Buckeye Lake was formed by the gouging, grinding, and bulldozing effects of the last of the Ice Age glaciers.  The last glaciation, which ended about 14,000 years ago, left behind a deep depression which filled in with melt water from the glacier’s retreat, forming an “infant” Buckeye Lake.  As evidenced by nearby earthworks and flint quarries, this area was part of a major transportation route for the indigenous peoples of Ohio – the Adena and Hopewell, and later the Delaware and Shawnee.  In their time, before the arrival of European settlers, today’s Buckeye Lake was known as the Big Swamp, a pond surrounded by marshy areas, not particularly habitable, and certainly not the “Playground of Ohio” that it has been in modern times.

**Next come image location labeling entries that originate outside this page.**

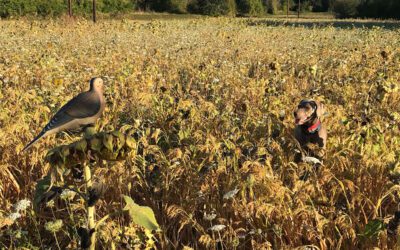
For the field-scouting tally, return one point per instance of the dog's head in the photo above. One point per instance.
(308, 110)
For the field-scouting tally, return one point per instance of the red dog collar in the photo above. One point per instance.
(314, 128)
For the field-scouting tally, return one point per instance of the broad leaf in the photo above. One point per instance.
(141, 215)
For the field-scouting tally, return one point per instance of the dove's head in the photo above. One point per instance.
(96, 84)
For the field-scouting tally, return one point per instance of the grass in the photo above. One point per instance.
(213, 101)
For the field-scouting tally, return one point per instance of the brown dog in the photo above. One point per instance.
(309, 129)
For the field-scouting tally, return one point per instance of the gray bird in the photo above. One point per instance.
(82, 110)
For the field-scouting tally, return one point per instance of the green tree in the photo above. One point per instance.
(346, 8)
(250, 7)
(214, 7)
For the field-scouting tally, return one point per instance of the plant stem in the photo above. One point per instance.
(90, 210)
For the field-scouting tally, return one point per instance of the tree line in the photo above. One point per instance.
(341, 8)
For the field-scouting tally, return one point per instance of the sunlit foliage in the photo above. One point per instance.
(211, 102)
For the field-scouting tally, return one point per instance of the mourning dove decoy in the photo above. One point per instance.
(82, 110)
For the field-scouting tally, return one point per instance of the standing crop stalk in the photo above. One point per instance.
(90, 209)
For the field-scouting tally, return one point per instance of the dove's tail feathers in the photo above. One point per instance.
(40, 135)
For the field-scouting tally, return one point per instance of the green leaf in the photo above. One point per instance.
(141, 215)
(373, 228)
(130, 141)
(120, 139)
(96, 144)
(107, 141)
(90, 131)
(81, 145)
(42, 187)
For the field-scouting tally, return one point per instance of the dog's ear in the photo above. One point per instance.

European settlement in the area began in the mid-1700s – although it was not until after the Revolutionary War that a complete survey of the area was completed.  The newly formed federal government appointed Elnathan Schofield to lay the area in plats of 640 acres each.  This land was intended to be given as reward to the refugees who voluntarily left their homes in Canada and Nova Scotia to fight against the British.  At the time, the “pond” was five miles long and about 400-500 yards across.  These plats are shown on a map produced by Schofield, signed and dated 1801.  This map was discovered in the basement archives of the Statehouse in 1910 and reproduced by A.H. Sawyer, a draftsman with the State Board of Public Works.  Sawyer’s maps can be found in Joseph Simpson’s 1912 book, A Story of Buckeye Lake, available on the BLYC website.

Old Postcard of the towpath west of Watkins Island – c. 1910

Today, the contour of Buckeye Lake is roughly the same as that of the Big Swamp, although it is far different in both form and function, due mainly to Ohio’s growing economy in the 1800s. In the days before railroads and interstate highways, the only reliable way to move goods was by water. The Great Lakes provided an inland waterway for shipping across the quickly growing United States, as did the Mississippi River system, which includes the Ohio. But connections between these two waterways and the east coast didn’t exist. The completion of the Erie Canal, from Albany to Buffalo, in 1823 connected the coast to the Great Lakes and provided an opportunity for Ohio to join in this new commerce and further that connection to the river system. In February of 1825, the General Assembly of Ohio passed a resolution authorizing the construction of two canals in Ohio connecting Lake Erie to the Ohio River – one of which would pass by Big Swamp. On July 4th, 1825, the first spadeful of earth was turned over at the spot now known as Taylor’s Locks, on Rt. 79 in Heath, and the canal was born. Canals have locks to facilitate changes in elevation and locks require the storage of large volumes of water. The earthen dam we know as Northbank – extending westward from “Buckeye Park” to Seller’s Point and then south to Onion and Fisher Islands – was built and the Big Swamp was transformed into the Licking Summit Reservoir.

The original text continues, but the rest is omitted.